Я протягиваю ему еще несколько пакетов с мусором, который мы уже сгребли, и слушаю, как он тяжело спускается по лестнице до входной двери. Он сказал – из ТВОЕЙ комнаты. Он все еще живет у нас и спит в гостиной на диване. Но он здесь исключительно ради Робин, только и всего. Во всяком случае, именно так я говорю сама себе.
Робин разбирает ящики комода, стоящего у противоположной стены комнаты. Мы с ней обе преодолели свой первоначальный ужас от того, что сделала с моей комнатой Лидия, и теперь занимаемся разборкой этого помещения почти что шутя – весело и непринужденно.
– Смотри. Должно быть, она долбанула ее ботинком или чем-то подобным, – говорит Робин, показывая мне смятую голову пластмассовой куклы. Один ее глаз полностью выбит, другой жутко торчит из глазницы, делая ее похожей на зомби из какого-нибудь фильма про оживших мертвецов.
– Это просто потрясающе, – с сарказмом ухмыляюсь я.
Некоторое время мы продолжаем работать молча. Я нахожу несколько целых страниц из красочного атласа о дикой природе и пытаюсь собрать их вместе, размышляя о том, как я была бы счастлива оказаться в доме, где бы меня любили и ценили.
– Мама, – вдруг резко говорит Робин, перепутывая плавный ход моих мыслей. – Мам, посмотри на это.
В руках у нее старая обувная коробка.
– Интересно, что там может лежать? Я нашла ее в самом дальнем углу нижнего ящика комода. Она совершенно не тронута.
– Ух ты, похоже, ты нашла единственную вещь в этой комнате, которая уцелела после кораблекрушения, – восклицаю я, и мы обе смеемся.
Робин подходит ко мне ближе, пробираясь по замусоренному полу и протягивает мне эту коробку.
– Знаешь, я даже боюсь заглядывать внутрь, – признаюсь я. – Как ты думаешь, что там лежит?
– Мертвая жаба?
– Или отрезанный палец ноги?
– А может быть, это бычье сердце, набитое гвоздями?
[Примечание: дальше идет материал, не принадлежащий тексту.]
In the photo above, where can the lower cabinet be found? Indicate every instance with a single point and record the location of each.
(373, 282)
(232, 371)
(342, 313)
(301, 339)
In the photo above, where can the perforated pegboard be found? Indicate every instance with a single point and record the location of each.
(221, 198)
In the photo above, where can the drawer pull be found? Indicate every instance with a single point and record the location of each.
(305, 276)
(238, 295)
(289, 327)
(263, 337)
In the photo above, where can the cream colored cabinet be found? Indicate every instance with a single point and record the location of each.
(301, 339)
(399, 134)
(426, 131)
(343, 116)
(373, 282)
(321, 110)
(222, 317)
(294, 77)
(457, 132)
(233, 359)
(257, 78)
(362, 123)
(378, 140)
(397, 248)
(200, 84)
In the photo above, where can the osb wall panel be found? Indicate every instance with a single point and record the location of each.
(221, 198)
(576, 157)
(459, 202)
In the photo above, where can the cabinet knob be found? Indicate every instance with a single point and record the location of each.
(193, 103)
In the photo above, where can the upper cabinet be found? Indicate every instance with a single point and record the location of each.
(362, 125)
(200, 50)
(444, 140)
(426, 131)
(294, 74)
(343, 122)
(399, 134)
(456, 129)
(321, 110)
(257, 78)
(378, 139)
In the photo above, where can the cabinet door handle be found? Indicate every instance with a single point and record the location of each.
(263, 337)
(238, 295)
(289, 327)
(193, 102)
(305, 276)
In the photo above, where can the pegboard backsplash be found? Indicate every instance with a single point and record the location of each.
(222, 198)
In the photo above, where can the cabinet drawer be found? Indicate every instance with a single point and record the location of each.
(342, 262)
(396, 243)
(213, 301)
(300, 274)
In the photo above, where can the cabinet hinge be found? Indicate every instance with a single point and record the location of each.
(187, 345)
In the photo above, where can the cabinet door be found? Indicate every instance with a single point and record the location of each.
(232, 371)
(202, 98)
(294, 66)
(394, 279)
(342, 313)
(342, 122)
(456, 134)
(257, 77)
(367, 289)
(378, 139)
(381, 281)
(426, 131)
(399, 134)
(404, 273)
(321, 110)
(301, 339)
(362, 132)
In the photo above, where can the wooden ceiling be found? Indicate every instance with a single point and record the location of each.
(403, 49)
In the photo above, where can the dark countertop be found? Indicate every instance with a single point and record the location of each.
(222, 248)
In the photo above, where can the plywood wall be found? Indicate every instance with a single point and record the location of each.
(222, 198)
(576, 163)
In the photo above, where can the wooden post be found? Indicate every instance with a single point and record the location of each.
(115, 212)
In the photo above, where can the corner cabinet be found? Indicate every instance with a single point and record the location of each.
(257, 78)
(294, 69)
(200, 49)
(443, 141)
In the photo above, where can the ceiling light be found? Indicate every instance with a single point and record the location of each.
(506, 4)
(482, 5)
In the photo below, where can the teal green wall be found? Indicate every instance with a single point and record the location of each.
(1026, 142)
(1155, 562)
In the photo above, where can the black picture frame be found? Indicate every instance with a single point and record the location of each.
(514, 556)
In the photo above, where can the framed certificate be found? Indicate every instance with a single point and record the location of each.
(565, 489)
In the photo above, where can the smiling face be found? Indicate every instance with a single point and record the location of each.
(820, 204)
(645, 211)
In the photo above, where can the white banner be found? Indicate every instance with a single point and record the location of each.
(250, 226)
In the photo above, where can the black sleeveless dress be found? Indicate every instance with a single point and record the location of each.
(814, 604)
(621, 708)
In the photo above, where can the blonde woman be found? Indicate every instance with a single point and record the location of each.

Я читала, что ведьмы так делали для какого-то ритуала, – говорит Робин, и глаза у нее округляются от ужаса.
Мне в голову проходит весьма заманчивая мысль не открывать коробку вовсе и не смотреть, что за гадость находится там внутри. А просто выбросить ее прямо в мусорный мешок и забыть о ней навсегда. Но я понимаю, что меня будет преследовать и не давать покоя мысль о том, что же там все-таки лежало. Я делаю глубокий вдох, чтобы взять себя в руки. Я прекрасно знаю всю глубину материнской ненависти и злобы. Но теперь она уже ничего не может сделать, чтобы причинить мне боль.
– Давай, мам, поскорее узнаем, что там, и покончим с этим, – подбадривает меня Робин.
И я, собравшись с духом, снимаю с коробки крышку.
– О, – восклицаю я от неожиданности. – Боже мой…
От удивления и растерянности я даже прикрыла рот рукой.
– Что там такое? – интересуется Робин. – Дай мне посмотреть.